Optimising the performance of nested loops for text extraction/manipulation

I receive operations logs, one per line, in an $input_file: each line describes which resources were used (printers, scanners, etc.) Below are examples of valid lines:

crap I don't care [] # This should not happen, but sometimes it does
crap I don't care [Printer DVX500]
crap I really do not care [Printer DV650V & Scanner SON2000]
some other crap [Printer DVX500 & Printer DV650V & Scanner SON2000]

I have no control over how these lines are produced. I only know that the resources are supposed to be described at the end of each line, between square brackets ([...]). Sometimes, like in the first line above, it is empty; sometimes, several resources are used, in which case resources are separated with $SEP ($SEP=="&" in the examples).

For usage purposes, I need to produce a sorted list of (unique) resources in an $output_file$ . The following code works, and follows these steps:

Extract the content between [] at the end of the line into $content
If $content is not empty, try and split parts between $SEP into $parts
For each element in $parts, trim trailing/leading whitespace(s)
Put the trimmed sequence into an array (which naturally adds unique resources only)
Write everything into $output_file

With the line examples above, the result should be the following:

Printer DVX500
Printer DV650V 
Scanner SON2000

Here is the script I am using, which is functionally correct (at least so far):

# Get the input and output file paths from the command line arguments
input_file="$1"
output_file="$2"
# Check if the input file exists
if [[ ! -f "$input_file" ]]; then
    echo "Error: Input file '$input_file' not found!"
    exit 1
fi

# Use a hash table (associative array) to avoid duplicates directly in memory
declare -A unique_lines
linenumber=0
# Process the file line by line
while IFS= read -r line; do
        linenumber=$[$linenumber +1]
        if (( $linenumber%100 == 0 )); then
            echo "line=$linenumber"
        fi
    # Use sed to extract the content between the first "[" and "]"
    content=$(echo "$line" | sed -E 's/.*\[(.*)\].*/\1/')

    # If content is not empty, process the extracted part
    if [[ -n "$content" ]]; then
        # Split the content by "&" and process each part
        IFS="&" read -ra parts <<< "$content"
        for part in "${parts[@]}"; do
            # Trim leading/trailing whitespace from each part
            trimmed_part=$(echo "$part" | sed 's/^[[:space:]]*//;s/[[:space:]]*$//')
            
            # Store the trimmed part in the associative array (ensures uniqueness)
            unique_lines["$trimmed_part"]=1
        done
    fi
done < "$input_file"

# Write the sorted, unique results to the output file
for part in "${!unique_lines[@]}"; do
    echo "$part"
done | sort > "$output_file" # supposed to be unique already, due to how $unique_line is fed

echo "Processing completed. Output saved to $output_file"

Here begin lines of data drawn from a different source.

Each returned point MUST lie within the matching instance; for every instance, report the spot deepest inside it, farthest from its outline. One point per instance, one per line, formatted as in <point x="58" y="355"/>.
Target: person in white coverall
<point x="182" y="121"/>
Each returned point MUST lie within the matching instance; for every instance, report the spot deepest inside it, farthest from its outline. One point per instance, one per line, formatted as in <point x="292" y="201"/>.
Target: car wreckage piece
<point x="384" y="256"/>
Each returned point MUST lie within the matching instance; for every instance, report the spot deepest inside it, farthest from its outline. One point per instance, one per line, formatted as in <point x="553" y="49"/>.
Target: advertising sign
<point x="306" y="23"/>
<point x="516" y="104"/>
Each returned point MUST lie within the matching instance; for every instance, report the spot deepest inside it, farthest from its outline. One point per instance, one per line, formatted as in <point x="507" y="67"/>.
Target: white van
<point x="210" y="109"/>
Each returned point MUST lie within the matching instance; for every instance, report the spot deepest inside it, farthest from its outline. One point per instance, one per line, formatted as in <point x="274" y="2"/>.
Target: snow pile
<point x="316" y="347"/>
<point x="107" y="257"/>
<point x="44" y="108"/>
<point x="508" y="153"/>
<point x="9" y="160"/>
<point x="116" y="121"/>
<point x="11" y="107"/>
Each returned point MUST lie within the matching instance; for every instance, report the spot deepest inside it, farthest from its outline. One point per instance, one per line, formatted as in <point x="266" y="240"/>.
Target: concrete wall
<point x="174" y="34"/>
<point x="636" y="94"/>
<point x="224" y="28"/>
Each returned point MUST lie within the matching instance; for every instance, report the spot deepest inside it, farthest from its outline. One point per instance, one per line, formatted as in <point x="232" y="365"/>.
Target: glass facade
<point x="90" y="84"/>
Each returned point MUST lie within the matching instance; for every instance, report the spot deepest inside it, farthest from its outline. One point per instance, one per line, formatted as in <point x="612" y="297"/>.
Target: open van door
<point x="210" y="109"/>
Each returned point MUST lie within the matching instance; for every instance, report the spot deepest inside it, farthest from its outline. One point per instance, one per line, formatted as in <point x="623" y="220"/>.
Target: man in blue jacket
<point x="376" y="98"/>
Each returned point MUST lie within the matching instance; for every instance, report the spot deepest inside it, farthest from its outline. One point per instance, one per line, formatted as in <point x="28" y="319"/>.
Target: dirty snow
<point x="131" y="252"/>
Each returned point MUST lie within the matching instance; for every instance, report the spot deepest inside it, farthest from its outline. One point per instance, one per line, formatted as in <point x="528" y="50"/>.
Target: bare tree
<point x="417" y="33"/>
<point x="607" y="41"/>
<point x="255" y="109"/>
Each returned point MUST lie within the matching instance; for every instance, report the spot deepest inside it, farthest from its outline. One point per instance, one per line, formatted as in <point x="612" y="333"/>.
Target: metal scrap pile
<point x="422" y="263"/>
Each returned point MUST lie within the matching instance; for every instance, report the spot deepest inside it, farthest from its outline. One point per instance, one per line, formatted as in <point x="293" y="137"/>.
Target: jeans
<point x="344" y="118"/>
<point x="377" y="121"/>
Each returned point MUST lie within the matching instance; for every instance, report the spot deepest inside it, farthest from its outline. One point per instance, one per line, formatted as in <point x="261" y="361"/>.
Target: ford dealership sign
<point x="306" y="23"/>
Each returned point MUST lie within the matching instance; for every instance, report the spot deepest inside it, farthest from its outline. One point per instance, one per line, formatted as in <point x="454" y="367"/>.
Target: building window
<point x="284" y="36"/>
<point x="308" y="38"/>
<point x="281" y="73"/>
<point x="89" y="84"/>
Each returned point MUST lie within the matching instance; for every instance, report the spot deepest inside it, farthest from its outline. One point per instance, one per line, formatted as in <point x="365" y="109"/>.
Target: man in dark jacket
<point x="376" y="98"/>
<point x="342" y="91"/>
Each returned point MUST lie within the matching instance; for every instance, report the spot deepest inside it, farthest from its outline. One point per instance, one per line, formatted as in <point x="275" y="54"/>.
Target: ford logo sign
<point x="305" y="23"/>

The issue is performance: with $input_files between 5000-10.000 lines, the previous script takes between 12 to 30 minutes. I tried several things, but could not figure out a way of really optimising it:

using parameter expansion for extracting the resource list, instead of sed;
outputing into $output_file along the extraction, instead of storing results in the $unique_lines array (which is way slower because of the many write operations);

The culprit seems to be the second read followed by the for loop, but I don't see an easy way to do Step #2 otherwise.

If you have any indication on how to optimise it, even if the general algorithm is changed, I would be happy.

EDIT: Completing requirements list wrt. brillant commenters remarks :-)

Thanks for the thorough analysis of my use case :-). For the sake of completeness:

An important modification I left out: Line may contains other [...], but the info I need to extract is always within the last pair. So a better test set would be the following:

crap I don't care [CRAP] [] # This should not happen, but sometimes it does
crap I don't care [CRAPPYCRAP] [Printer DVX500]
crap I really do not care [IRREL] [CRAP!] [Printer DV650V & Scanner SON2000]
some other crap [!!!] [CRAPPPYYYY] [NOTHERE] [Printer DVX500 & Printer DV650V & Scanner SON2000]

There should not be lines without any [...] group, or at least I never got the case yet. Maybe adopting a defensive line here would be better, I don't know...
The data inside brackets may effectively vary (in lower/upper cases, in singular/plural forms, etc.) but that does not matter much, as the rest of the workflow takes these variations into consideration.
The data inside [...] may occasionally have trailing/leading spaces, although rarely. For my solution, that was not an issue, as I extracted the whole content between [...], then splitted along the [:space:]$SEP[:space:] characters, then trimmed, which should have taken care of it.
Finally, yes: sticking to bash is boss-mandatory, and I fully agree with you that a GPPL would have been way better (readable, faster) than bash.

Solution

You're using the wrong tool. A shell (e.g. bash) is a tool to create/destroy files and processes and sequence calls to other tools. It's specifically NOT a tool to manipulate text. The mandatory POSIX (i.e. available on all Unix boxes) tool to manipulate text is awk so you should be using a single awk script instead of bash calling sed and other tools in a loop which is a famously inefficient approach as well as usually resulting in lengthy, complicated, fragile, non-portable code. See why-is-using-a-shell-loop-to-process-text-considered-bad-practice.

This, using any awk, will do what you appear to want to do orders of magnitude faster than what you were trying to do as well as being more concise and portable:

$ cat tst.sh
#!/usr/bin/env bash

input_file="$1"
output_file="$2"

awk '
    sub(/.*\[/,"") && sub(/].*/,"") && NF {
        gsub(/ *& */, ORS)
        print
    }
' "$input_file" | sort -u > "$output_file"

You'd run the above the same way as the script in your question:

$ ./tst.sh file outfile

and the output would be:

$ cat outfile
Printer DV650V
Printer DVX500
Scanner SON2000